2012-04-03 13:18 China Daily     Web Editor: Zang Kejia comment

Dreams of riches

But daydreams about the riches to be had pushed the market in the wrong direction.

Typically, a dealer pays rural artisans less than 100 yuan ($15) for an artwork or artifact. Then, after secondary work on the piece painting or polishing, perhaps the dealer sells the item on the antique exchange market for tens of thousands of yuan, according to the report.

Someone gets buckets of gold, while the counterfeiters often end up in prison.

"The point where it becomes illegal is only after the artifacts reach the market and are traded as antiques," said Liu. "It is very rare that the dealers in the middle of the trading process would have failed to identify whether an item is genuine or not.

"If they fail to reveal an item as a fake, that violates the law. It is only at that point we can say it is illegal."

The crime is more severe when the amounts involved reach a certain level, and then the dealers can be sentenced to more than three years in prison, he said.

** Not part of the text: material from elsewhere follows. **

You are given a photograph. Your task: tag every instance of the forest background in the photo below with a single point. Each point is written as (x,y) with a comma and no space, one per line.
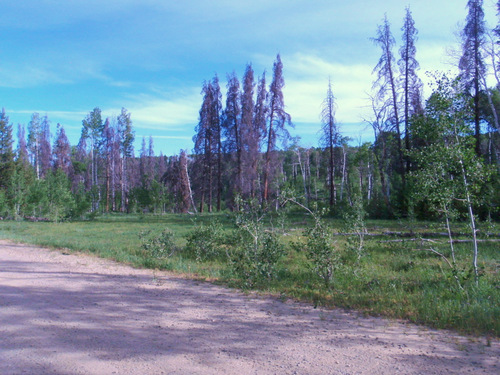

Of course, they are the ones who benefit the most from the sale, not the rural artisans or skilled craftsman. In the chain of counterfeit production, the dealer or broker benefits the most in the fake art deals, and at the other end of the chain is the unwitting buyer.

"People who dream of getting rich overnight with art investments are targeted by fake-antique dealers," Liu said. "True collectors don't get so excited that they invest in an item without gathering the information needed to make an informed purchase."

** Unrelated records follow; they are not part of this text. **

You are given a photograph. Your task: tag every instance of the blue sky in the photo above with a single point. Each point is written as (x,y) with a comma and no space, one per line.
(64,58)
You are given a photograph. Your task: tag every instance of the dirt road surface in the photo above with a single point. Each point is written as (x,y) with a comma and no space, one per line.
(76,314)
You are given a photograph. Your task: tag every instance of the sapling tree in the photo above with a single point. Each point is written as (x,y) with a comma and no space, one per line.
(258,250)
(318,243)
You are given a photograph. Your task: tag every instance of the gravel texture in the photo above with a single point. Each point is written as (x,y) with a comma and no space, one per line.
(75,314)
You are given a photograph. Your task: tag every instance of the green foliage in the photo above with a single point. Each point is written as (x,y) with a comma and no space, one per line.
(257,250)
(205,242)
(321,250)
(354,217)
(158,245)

Liu also said that the get-rich-quick attitude in collecting has spread everywhere in the past decade. At the peak of the collection fervor in 2008, there were about four prime-time TV programs about appraising and evaluating objects gathered in various places.

The fervor needs to cool down, he said, especially because it has led the market astray. Appraisers are accused of lying for money and auction companies have lost their credibility because of all the confusion.

"Up to now, we don't have a law specifically aimed at regulating the antique trading," Liu said, "but we really need to take some action."

Suspected counterfeit events

In May 2009, for the Wenchuan earthquake commemoration, a dozen collectors donated their private collection of 66 relics, worth more than 100 million yuan ($15.8 million), to the Wenchuan county government. Later, when the public could see the items online, their authenticity came into doubt.

In January 2011, bidding on two jade chairs said to be the antiques from the two Han dynasties (206 BC -AD 220) began at 180 million yuan, and the chairs were finally sold for 220 million yuan. The authenticity of the chairs was questioned, but Zhou Nanquan, a professional appraiser from the Palace Museum in Beijing, maintained that they were genuine. It has been said, however, that if the chairs were counterfeited in Pizhou, Jiangsu province, a place famous for fake Han jade items, they would be worth no more than 500,000 yuan.

In January, a piece of calligraphy called Qianziwen (One Thousand Words), sold for 140 million yuan at an auction in Shenzhen, Guangdong province. The work was said to be a gift of a Song Dynasty (AD 420-479) emperor to one of his top officials. But Shan Guolin, the curator of the Shanghai Museum, told Oriental Morning News, a Shanghai newspaper, that the piece could not be the original because the Shanghai Museum added that piece to its collection years ago.